今日もボンボン集団の第二部隊だけでは心許ないからと、ルドルフォ副団長がついてきてくれることになったのだけれど……なんというか……女性からの熱視線が痛いくらいに刺さる。ライ兄様たちと巡回した時も女性の視線は感じていたけれど、そんなに気にならなかった。なのに、ルドルフォ副団長に注がれる視線は、やけに気になってしまう。不思議に思いながらも
「あの……女性たちからの視線が痛いくらいなんですけど」
「いつものことだ。気にしなくていい」
いつもの事なんだあ、なんだろう、イラッとする。
「いつもこんな熱い視線を浴びているんですか?」
「ああ、騎士団は女性からするとカッコよく見えるらしいからな」
ちょっと嫌味っぽく言っても全く気にしていない事に脱力してしまった。
「ふふ、確かに、この騎士服着てるだけで5割増しに良く見えますもんね」
私が言うと、ルドルフォ副団長は目を瞬かせたあと声を上げて笑った。
「ハハハ、5割増しとは。凄い効果だな」
最近、ちょくちょく見ることの出来るルドルフォ副団長の笑顔。見るたびに心臓がドキンと大きく響いて私は固まってしまう。今も正に、ド正面から見た破壊力に固まってしまった。周辺からは黄色い声が飛んでいる。

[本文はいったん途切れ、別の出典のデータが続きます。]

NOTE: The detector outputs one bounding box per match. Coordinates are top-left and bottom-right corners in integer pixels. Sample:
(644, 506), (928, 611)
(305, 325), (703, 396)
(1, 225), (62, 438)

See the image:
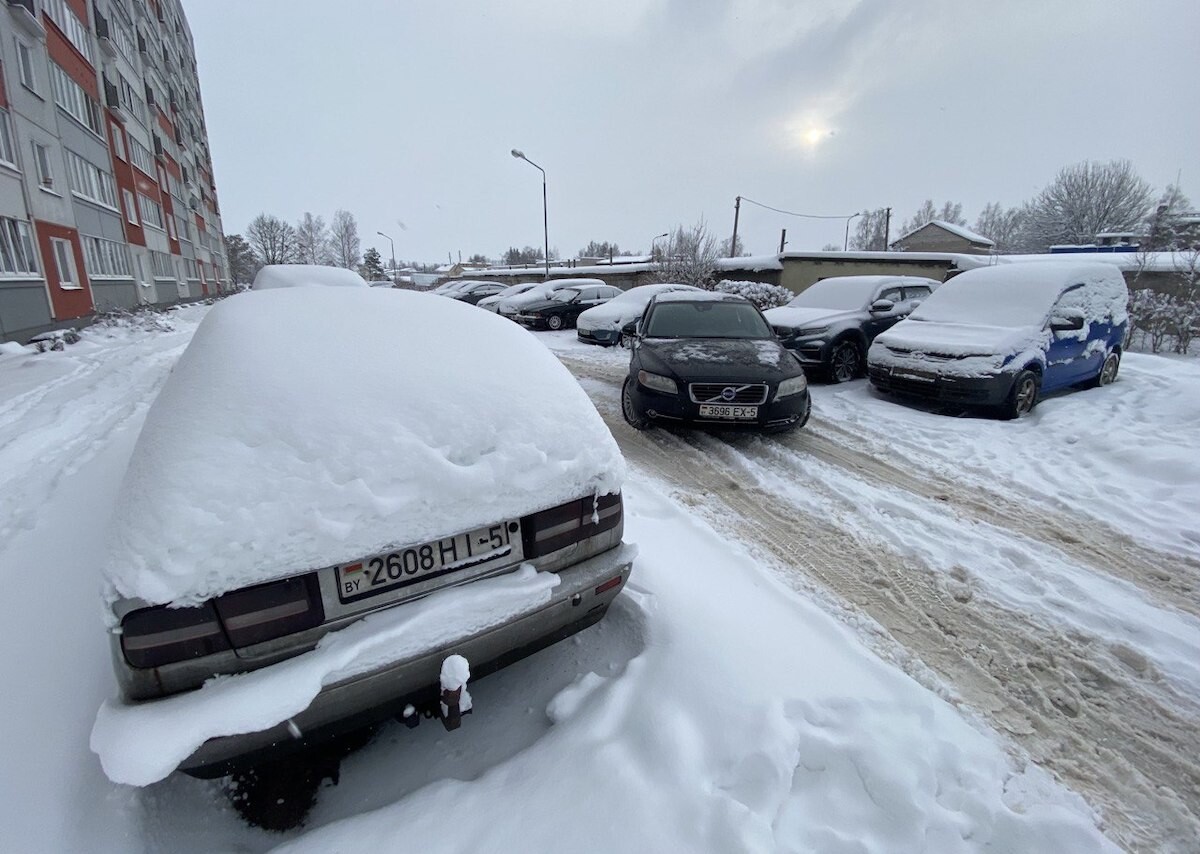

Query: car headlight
(637, 371), (679, 395)
(775, 374), (809, 401)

なんて爽やかに笑うのだろう。ポカンとしていると、数人の女性が近寄ってきた。
「ルドルフォ副団長、今日はお一人ではないのですね」
「こちらの方も素敵じゃない」
「今日はお仕事何時までですの?」
「良かったらご一緒にお茶しません?」
などと、色々な言葉が一気に押し寄せてきた。
「すまないが、今日はこいつの付き添いなんだ。」
しかし、女性たちもそう簡単には引かない。
「じゃあ、こちらの方もご一緒にというのはどう?」
「それは素敵。ねえ、一緒にお茶しましょう」
「あなたも綺麗なお顔してるのね……あら、もしかしてあなた、精霊の貴公子?」
「キャー。貴公子が二人も。ねえ、是非一緒に行きましょうよ」
一人の女性が、私の腕に自分の腕を絡ませてきた。胸を押し付け上目遣いで見上げてくる。このモーションのかけ方は庶民の方でも貴族の令嬢でも一緒なのね、なんて呑気に考えていると
「すまない。こいつは団長直々に預かった大事な新人なんだ。ないがしろにしたら俺が団長に怒られてしまう。いずれ、時間が出来たらお茶でもなんでも付き合う」
そう言いながらすっと私の腕から彼女を離し、自分の背中に私を隠した。
「本当に?そう言っていつも断るんだから。何度も反故にするなら他の人に目移りしてしまうかもしれなくてよ」
一人の女性が言うと
「ああ、俺なんてとっとと見限って、他にいい男を見つけた方がいい。君たちほどの美女ならば、すぐに見つかるだろう」
ルドルフォ副団長は表情を変えることなく言った。
すると、慌てたようにそれぞれが何やら言い繕っていたけれど、副団長は耳を貸すこともなく
「では、これからはもう声をかけないでくれ」
そう言って私の手首を掴むと、とっととその場を去った。
「ルドルフォ副団長、いいんですか?そんな簡単に彼女たちを切ってしまって」
「切るも何も……別にあの中の誰ともつき合ってなどいないし、特別な関係にもなっていない」
そう言いながらルドルフォ副団長はずんずん歩く。歩幅の違いに小走りになってしまう。
「えっ!?そうなんですか?」
「団長からどう聞いたかは知らないが、俺は自分から女性を口説いたことなど一度もないし、ましてや手を出すなんてしていない」
更に大股になる。小走りでは追いつけなくなり、思わずつんのめってしまった。
「キャッ」
前のめりに転びそうなった私をなんなくキャッチする副団長。
「やっぱりおまえは細いな。まるで女性のようだ。こんな小さな身体なのに、騎士団で十本の指に入る程強い。かと思えば、突然気を失ったり剣が飛んできても避けなかったり……あの時は、本当に間に合って良かった」
そう言って、ギュッと私を抱きしめた。
あまりにもきつく、しっかりと抱きしめられて私の心臓が太鼓のように大きく鳴り響いた。